Josh Clark (41:54.03) Yeah, we we have this exercise called practical magic, which is exactly what Veronika is describing, where we we find it really helpful in emerging technologies because it helps to prevent immediate solutioning with kind of a technology led solution. And so the goal of this is not to pretend that AI or any technology is in fact magic, but it is the kind of thing that really when you get to what a magic wish is.

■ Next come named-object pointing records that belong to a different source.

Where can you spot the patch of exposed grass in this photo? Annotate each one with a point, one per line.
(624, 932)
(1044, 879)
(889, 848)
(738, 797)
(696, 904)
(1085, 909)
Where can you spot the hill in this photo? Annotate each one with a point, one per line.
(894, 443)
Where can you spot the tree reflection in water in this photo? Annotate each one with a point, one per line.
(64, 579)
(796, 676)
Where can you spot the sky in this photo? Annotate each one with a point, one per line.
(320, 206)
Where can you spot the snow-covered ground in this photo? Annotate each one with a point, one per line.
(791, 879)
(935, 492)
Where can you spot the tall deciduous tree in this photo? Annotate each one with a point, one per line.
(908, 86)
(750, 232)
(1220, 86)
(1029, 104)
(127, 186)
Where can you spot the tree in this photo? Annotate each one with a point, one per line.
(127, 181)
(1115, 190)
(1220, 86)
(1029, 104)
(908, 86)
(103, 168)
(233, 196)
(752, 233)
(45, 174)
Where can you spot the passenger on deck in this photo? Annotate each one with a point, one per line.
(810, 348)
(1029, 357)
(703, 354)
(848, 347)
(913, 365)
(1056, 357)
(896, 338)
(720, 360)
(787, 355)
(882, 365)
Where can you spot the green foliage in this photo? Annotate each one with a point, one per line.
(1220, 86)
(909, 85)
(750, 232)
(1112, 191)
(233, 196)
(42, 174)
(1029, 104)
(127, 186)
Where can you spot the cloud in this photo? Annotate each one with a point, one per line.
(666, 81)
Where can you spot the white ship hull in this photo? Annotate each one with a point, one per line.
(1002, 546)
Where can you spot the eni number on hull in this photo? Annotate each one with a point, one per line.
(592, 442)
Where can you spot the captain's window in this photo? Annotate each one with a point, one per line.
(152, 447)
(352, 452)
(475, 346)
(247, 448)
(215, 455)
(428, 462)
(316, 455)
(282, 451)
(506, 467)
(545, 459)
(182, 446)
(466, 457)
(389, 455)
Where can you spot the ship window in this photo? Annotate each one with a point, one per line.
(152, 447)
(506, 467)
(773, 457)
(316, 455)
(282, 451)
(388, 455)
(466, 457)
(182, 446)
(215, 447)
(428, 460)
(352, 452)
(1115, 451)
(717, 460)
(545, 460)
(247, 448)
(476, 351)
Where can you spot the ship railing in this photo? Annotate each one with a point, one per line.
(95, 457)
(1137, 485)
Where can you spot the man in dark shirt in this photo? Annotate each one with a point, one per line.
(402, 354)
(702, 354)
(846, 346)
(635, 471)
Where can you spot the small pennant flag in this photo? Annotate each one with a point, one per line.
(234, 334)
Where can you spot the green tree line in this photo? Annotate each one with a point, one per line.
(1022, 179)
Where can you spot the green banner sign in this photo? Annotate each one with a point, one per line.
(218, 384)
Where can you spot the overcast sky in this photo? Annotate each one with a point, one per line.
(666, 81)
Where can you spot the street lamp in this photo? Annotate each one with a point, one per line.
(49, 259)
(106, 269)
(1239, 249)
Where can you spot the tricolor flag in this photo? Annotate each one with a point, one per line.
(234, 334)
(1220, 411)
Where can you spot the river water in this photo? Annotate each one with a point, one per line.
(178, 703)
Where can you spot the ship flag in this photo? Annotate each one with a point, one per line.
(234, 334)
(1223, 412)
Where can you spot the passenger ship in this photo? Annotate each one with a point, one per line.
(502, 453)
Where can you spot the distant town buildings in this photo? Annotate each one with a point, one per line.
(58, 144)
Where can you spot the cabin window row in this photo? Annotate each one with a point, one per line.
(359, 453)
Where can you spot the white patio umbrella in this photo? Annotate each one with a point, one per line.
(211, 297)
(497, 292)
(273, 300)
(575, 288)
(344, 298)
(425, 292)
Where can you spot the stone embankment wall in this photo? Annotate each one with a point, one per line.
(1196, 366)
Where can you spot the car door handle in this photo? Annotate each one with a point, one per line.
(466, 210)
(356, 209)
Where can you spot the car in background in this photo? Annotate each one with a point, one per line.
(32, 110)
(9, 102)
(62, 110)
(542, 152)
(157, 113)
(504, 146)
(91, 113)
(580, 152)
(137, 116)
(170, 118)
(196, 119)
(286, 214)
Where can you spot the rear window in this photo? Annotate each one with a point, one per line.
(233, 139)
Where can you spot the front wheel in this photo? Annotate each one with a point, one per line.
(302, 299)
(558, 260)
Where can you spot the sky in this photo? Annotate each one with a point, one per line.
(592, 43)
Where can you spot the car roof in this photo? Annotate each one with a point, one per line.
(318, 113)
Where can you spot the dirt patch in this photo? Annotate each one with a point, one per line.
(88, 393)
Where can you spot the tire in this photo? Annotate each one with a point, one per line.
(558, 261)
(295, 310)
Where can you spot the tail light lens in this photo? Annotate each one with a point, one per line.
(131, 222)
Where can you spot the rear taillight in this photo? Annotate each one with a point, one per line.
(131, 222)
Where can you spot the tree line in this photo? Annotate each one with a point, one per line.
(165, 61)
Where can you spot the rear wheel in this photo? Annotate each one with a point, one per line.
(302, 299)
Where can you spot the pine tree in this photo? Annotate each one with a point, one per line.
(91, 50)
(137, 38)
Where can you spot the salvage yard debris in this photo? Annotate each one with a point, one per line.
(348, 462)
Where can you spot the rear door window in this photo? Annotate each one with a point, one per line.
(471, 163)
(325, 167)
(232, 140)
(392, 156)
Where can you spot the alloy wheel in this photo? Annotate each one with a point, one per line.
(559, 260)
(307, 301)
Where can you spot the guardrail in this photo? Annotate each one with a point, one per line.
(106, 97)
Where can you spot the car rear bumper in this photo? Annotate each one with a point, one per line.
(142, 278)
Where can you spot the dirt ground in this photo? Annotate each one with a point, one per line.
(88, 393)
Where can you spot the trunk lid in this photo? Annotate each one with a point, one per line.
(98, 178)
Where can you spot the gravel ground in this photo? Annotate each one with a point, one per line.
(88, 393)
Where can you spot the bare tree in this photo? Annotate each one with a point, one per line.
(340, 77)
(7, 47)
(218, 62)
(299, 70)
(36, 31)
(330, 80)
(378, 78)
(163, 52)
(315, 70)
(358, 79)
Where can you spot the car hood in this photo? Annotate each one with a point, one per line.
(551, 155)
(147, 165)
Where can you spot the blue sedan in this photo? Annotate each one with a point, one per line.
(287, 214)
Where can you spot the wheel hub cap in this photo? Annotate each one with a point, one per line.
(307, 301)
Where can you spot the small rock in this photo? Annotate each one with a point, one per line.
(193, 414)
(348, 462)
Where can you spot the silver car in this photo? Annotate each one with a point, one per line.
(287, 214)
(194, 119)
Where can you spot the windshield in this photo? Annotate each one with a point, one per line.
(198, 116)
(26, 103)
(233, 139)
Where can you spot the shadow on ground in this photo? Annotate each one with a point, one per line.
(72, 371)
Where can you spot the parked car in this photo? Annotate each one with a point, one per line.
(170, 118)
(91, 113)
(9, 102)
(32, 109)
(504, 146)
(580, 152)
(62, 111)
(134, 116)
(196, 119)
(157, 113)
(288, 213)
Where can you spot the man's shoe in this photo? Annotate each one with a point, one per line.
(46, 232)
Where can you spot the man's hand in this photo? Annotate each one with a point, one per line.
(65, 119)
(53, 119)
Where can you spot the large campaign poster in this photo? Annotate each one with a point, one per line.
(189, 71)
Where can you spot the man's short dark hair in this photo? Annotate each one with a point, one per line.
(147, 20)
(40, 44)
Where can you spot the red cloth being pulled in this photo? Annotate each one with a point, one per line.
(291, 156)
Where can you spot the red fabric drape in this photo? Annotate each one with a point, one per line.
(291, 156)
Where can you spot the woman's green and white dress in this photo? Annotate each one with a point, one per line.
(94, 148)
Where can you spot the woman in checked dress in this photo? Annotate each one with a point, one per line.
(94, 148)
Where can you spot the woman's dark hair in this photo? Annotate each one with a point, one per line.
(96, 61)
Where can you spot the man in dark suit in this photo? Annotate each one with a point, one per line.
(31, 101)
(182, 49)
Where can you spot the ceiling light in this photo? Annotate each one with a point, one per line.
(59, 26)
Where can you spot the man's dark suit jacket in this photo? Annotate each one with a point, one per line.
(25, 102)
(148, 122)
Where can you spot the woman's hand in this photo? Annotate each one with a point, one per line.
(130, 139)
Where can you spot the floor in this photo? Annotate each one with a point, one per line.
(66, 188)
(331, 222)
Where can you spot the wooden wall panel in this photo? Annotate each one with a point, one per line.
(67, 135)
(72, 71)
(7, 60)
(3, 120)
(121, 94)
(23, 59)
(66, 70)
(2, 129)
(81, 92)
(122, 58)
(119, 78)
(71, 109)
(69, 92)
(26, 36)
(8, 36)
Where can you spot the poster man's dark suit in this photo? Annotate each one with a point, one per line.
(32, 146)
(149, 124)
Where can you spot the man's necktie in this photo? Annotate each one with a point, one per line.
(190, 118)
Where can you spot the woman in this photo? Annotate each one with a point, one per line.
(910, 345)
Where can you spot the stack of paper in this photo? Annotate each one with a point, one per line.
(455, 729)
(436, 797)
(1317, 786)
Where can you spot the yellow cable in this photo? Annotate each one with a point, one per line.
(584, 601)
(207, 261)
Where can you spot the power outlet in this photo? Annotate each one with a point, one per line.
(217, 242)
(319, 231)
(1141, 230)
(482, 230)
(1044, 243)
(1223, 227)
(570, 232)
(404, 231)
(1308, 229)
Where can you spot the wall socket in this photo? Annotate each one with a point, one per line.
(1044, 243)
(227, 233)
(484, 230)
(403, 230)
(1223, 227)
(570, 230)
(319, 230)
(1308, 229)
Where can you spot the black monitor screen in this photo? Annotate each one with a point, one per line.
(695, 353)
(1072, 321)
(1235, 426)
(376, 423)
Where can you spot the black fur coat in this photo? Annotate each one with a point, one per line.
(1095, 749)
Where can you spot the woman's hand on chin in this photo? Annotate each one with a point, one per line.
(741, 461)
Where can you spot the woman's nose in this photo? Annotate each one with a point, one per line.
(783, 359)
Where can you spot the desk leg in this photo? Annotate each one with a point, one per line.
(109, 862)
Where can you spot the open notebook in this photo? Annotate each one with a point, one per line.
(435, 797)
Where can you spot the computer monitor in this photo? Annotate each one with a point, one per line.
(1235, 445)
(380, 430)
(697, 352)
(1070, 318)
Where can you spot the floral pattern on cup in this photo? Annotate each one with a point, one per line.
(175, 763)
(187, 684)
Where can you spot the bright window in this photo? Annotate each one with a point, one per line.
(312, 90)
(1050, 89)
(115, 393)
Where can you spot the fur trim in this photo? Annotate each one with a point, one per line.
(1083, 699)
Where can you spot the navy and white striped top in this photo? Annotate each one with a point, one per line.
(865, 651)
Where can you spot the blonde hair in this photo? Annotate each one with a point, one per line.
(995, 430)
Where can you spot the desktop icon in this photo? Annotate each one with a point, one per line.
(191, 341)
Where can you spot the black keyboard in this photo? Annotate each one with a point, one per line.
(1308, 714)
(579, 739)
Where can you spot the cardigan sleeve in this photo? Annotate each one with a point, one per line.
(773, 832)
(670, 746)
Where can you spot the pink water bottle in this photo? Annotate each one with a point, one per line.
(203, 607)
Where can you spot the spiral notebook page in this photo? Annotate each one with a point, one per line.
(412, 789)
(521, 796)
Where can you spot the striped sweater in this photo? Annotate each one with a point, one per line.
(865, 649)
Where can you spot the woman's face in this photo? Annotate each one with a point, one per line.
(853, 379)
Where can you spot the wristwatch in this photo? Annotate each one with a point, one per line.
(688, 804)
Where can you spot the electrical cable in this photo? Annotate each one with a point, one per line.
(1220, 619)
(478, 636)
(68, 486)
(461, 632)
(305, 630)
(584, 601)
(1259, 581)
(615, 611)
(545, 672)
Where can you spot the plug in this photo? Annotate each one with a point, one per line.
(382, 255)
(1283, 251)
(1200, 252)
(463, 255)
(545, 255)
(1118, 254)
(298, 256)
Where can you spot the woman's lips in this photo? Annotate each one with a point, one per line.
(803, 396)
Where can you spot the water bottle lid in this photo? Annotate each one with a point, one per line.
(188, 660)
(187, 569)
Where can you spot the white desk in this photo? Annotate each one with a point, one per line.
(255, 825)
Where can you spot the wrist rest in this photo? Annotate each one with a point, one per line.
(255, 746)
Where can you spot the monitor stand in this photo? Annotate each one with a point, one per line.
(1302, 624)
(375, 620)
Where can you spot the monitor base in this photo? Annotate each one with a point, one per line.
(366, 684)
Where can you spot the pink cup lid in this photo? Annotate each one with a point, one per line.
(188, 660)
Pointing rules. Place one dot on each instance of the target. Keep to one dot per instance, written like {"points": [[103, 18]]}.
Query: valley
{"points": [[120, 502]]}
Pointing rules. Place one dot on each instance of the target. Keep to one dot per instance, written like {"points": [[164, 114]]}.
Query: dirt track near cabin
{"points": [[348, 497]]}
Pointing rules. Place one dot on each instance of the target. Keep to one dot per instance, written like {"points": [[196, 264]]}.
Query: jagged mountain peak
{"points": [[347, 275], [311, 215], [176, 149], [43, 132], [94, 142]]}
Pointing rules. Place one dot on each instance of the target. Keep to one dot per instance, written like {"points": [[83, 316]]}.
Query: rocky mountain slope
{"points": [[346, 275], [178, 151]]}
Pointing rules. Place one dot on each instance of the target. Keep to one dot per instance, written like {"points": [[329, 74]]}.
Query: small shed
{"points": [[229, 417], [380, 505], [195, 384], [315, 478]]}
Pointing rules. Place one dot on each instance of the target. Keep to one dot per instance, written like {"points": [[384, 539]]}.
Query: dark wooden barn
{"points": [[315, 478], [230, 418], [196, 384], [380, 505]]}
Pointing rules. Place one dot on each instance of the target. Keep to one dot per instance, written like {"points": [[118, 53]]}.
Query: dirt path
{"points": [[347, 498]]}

It is like, I wish there was a shortcut to this thing. You know, when I look in my magic mirror and I want to be able to see my aura of health, you know, it’s like I want to be able to sort of see how I’m actually feeling underneath my skin, for example. We can’t do that. The technology can’t do that. But we can kind of go backwards and be like, well, so what is possible? You know, one of the early ad campaigns for Uber.

And with this a marketing campaign, but I think it gets at it, was the next best thing to teleportation. And it’s true, you know, it’s like, do not get in the teleportation machine, folks. Like that technology is not ready. But the next best thing is being able to summon a car that knows exactly where you’re going in the fastest route. And it’s like, all right. It it, you know, that was a marketing thing. But what if we started with that? It’s like, I want to teleport. All right, we can’t do that.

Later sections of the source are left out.